Fine players from Berlin bring out the sinister unquiet of works by Shostakovich and Beethoven.

Fine players from Berlin bring out the sinister unquiet of works by Shostakovich and Beethoven.

This season's UW chamber music series at Meany Hall offers a balance between great and established quartets playing the classical repertory and younger groups mixing in more modern or offbeat fare. Forthcoming concerts by the Chiara (Beethoven and a world premiere of a quartet by Daniel Ott) and Harlem (Beethoven, Shostakovich, Borodin and Chick Corea) groups represent the mix. The more traditionally classical approach is represented by the Emerson Quartet (Haydn, Bartok, and Brahms) at the end of the season, and  Tuesday’s concert by the Philharmonia Quartet from Berlin.

The Berliners gave us Shostakovich's 13th Quartet, Beethoven’s second Rasumovsky quartet, and Debussy's only piece for the medium. It made for a severe evening in the first two quartets, which were marked almost throughout by anguish and disquiet.
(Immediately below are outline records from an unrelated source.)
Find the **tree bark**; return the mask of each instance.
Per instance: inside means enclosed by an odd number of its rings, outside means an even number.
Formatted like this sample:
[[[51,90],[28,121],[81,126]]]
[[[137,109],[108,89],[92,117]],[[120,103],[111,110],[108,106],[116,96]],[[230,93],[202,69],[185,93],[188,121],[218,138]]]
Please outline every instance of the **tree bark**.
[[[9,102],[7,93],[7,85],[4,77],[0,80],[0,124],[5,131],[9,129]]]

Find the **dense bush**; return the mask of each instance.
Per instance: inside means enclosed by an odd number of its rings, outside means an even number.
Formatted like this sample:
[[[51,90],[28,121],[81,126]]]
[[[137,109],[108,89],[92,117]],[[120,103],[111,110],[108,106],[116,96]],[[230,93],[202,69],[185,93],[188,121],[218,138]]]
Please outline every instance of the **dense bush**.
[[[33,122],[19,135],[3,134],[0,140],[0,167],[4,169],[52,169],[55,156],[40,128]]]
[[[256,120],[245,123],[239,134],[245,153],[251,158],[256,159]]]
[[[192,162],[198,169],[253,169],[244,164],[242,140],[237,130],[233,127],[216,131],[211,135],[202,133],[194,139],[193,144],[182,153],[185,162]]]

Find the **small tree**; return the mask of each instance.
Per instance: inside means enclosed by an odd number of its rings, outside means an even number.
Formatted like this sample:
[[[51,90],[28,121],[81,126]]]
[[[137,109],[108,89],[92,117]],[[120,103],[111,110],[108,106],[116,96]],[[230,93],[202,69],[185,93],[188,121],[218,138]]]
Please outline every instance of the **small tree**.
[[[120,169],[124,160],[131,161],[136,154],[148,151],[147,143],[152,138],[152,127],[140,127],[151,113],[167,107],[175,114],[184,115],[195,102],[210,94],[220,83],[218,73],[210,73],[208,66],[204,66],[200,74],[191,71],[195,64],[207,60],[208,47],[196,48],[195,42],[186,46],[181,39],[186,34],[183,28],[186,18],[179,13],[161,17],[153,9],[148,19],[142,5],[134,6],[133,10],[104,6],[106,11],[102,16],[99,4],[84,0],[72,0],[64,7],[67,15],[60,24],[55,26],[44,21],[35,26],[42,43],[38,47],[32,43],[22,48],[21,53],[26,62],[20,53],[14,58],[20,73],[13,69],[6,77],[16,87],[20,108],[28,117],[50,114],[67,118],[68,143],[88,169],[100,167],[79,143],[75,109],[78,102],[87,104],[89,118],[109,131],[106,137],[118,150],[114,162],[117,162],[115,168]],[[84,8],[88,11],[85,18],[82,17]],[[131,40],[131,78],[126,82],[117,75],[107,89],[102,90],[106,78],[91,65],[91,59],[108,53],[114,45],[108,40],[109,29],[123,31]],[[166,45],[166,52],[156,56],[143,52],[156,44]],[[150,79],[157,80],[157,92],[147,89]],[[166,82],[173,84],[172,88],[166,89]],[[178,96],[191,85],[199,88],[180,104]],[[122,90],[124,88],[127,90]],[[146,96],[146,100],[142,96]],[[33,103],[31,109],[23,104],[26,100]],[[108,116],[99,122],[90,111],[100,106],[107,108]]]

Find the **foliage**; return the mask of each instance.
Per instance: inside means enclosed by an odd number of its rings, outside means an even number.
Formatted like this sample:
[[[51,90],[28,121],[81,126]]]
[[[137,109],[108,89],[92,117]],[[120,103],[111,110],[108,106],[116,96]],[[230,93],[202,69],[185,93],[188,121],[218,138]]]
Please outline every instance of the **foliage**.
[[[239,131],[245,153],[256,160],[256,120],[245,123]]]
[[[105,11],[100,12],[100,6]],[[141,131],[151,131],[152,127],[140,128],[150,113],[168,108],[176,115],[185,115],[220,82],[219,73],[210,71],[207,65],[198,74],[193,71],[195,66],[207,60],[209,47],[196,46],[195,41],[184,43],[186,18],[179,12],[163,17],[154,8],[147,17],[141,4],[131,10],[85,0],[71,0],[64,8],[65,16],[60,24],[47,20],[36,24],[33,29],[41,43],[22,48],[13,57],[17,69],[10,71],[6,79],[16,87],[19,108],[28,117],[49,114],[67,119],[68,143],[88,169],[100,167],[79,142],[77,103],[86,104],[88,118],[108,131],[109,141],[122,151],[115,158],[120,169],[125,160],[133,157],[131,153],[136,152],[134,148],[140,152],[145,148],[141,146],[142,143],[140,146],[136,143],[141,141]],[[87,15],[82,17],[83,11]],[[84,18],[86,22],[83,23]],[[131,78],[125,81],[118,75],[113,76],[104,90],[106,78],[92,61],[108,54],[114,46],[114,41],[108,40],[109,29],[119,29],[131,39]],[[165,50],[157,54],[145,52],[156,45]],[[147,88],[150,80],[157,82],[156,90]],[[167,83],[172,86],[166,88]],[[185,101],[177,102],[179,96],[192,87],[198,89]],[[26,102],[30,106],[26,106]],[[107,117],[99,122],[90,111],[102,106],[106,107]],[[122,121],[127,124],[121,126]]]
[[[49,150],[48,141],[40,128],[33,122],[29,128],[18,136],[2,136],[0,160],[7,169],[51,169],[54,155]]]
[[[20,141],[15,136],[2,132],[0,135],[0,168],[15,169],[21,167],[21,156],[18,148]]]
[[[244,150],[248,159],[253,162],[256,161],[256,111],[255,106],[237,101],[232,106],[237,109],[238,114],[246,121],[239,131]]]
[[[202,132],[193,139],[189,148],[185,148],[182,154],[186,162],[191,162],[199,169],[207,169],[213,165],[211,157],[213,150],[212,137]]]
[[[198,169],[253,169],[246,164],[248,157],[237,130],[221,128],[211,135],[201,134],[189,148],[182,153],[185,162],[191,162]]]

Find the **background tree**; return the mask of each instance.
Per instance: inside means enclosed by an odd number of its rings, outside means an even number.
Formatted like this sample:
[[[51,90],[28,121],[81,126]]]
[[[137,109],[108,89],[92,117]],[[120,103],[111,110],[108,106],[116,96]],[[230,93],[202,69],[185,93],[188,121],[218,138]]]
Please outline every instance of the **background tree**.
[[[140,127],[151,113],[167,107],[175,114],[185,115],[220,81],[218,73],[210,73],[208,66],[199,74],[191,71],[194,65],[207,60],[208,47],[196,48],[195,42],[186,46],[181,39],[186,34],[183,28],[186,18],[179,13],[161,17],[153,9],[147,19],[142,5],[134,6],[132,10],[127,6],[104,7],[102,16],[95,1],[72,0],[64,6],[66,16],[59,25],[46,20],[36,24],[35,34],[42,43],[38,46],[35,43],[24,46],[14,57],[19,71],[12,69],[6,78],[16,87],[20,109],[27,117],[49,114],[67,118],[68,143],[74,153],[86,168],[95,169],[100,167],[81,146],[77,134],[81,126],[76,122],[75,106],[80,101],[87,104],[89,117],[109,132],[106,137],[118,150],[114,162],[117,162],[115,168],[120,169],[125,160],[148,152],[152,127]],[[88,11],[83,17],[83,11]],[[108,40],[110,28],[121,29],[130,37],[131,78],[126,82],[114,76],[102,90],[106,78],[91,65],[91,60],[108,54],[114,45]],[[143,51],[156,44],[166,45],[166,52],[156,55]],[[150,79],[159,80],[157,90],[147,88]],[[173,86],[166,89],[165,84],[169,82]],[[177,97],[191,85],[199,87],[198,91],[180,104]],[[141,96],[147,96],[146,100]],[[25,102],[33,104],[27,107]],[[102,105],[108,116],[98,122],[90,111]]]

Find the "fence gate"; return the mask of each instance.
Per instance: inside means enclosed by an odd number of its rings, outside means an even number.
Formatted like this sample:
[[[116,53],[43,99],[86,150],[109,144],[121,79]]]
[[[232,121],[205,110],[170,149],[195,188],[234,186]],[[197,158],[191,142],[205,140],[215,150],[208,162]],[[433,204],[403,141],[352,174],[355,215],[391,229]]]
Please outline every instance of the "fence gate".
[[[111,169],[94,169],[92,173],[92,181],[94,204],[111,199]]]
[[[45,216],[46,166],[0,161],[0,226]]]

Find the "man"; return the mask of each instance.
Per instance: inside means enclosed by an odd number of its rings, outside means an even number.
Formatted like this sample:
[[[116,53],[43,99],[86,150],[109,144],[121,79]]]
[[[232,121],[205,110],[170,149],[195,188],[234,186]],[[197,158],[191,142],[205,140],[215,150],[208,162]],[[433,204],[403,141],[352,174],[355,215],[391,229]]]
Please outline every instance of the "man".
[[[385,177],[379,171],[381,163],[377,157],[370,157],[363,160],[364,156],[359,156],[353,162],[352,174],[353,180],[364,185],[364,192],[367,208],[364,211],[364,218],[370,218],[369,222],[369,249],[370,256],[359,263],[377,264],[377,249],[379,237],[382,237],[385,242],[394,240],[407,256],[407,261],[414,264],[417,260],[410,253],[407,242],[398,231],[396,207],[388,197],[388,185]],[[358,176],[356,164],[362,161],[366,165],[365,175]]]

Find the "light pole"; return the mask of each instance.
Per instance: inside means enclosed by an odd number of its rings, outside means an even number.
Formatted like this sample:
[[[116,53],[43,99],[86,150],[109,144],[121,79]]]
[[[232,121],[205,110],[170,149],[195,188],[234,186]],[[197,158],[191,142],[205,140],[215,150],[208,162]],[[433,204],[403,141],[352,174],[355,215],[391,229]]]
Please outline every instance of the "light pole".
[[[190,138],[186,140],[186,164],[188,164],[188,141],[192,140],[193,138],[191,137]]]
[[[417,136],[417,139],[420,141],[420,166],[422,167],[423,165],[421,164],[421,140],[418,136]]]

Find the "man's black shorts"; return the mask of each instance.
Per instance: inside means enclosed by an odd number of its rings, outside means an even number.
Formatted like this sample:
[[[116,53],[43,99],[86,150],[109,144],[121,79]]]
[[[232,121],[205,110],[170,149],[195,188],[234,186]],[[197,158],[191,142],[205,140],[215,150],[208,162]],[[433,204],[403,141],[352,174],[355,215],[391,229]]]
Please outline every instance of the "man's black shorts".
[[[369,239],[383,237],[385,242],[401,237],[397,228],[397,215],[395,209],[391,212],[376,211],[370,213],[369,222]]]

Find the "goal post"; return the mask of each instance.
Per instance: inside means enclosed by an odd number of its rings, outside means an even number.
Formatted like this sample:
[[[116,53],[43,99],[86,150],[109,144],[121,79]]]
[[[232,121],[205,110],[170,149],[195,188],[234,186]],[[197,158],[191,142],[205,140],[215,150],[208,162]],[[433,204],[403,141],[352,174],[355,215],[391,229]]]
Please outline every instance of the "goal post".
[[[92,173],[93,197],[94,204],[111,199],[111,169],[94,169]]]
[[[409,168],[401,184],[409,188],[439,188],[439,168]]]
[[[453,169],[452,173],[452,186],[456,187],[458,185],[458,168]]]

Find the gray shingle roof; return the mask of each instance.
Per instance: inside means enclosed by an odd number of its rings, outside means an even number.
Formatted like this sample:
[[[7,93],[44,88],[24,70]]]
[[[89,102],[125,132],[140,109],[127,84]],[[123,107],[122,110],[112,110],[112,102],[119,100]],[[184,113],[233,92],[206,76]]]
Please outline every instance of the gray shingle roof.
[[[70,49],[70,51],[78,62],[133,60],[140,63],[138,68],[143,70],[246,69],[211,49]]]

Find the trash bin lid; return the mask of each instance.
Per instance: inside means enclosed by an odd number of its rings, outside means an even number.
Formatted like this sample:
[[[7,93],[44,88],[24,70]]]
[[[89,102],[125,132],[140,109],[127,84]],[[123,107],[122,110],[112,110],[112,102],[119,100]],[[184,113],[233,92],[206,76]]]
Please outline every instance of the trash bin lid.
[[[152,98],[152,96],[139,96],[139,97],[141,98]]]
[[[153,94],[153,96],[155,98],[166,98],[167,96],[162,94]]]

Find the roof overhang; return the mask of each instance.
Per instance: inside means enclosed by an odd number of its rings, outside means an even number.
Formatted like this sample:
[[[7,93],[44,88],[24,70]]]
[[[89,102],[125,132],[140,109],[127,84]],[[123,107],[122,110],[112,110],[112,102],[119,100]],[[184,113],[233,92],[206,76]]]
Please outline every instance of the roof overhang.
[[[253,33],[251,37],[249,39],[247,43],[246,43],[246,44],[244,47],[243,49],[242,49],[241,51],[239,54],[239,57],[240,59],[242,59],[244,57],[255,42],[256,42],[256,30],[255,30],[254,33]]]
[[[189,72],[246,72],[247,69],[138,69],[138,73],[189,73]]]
The Shostakovich quartet is powerful but even by his standards austere and cheerless. It's a single adagio movement in a highly dissonant idiom with some nods to the Schoenberg twelve-tone system. The work consists of a sustained and highly chromatic melody passed between the instruments interspersed with wild dithyrambic leaps and trills on the higher instruments as though the music were trying to find some exit from its own  gloomy landscape.

There is no exit, and as the piece proceeds a repeated but sinisterly unpredictable knocking, created by tapping an instrument bow on a violin's wooden body, becomes increasingly dominant. The piece ends amid the sinister knocking and without any of the resigned sardonic humor that Shostakovich often found to distance himself and his listeners from the bleak emotional world which so much of his music depicts.

In spite of its intense and lyrical slow movement, Beethoven's Quartet in E Minor Opus 59 No 2 is also an unquiet work, the least extroverted of the Rasumovksy group. Its dramatically conflicted first movement and nervy tarantella-like finale make for a powerful and sombre experience.

The Debussy quartet in the second half lightened the tone somewhat and was delivered with verve and finesse and, in the slow movement, there was playing of seductive tenderness. Debussy’s exquisite harmonies may invite lingering but the players kept a strong sense of forward movement, consistent with the composer’s directions: the first movement marking is “Animated and very forthright (décidé).”

The Berlin Philharmonia Quartet has a close association with the Berlin Philharmonic Orchestra, perhaps the most consistently impressive of Europe’s great orchestras. The orchestra promotes its concerts in the home city and the players are or have been members. Certainly the quartet’s first violin can be seen as concertmaster in some of the concerts viewable on the orchestra’s Digital Concert Hall.

The works in their Meany program all included a good deal of solo lines for all four players. It was clear that each of them is an exceptional artist. Together they are a fine ensemble with both power and refinement and delivering interpretations of great depth.

Taken overall, a sombre evening and a fine one for the connoisseur.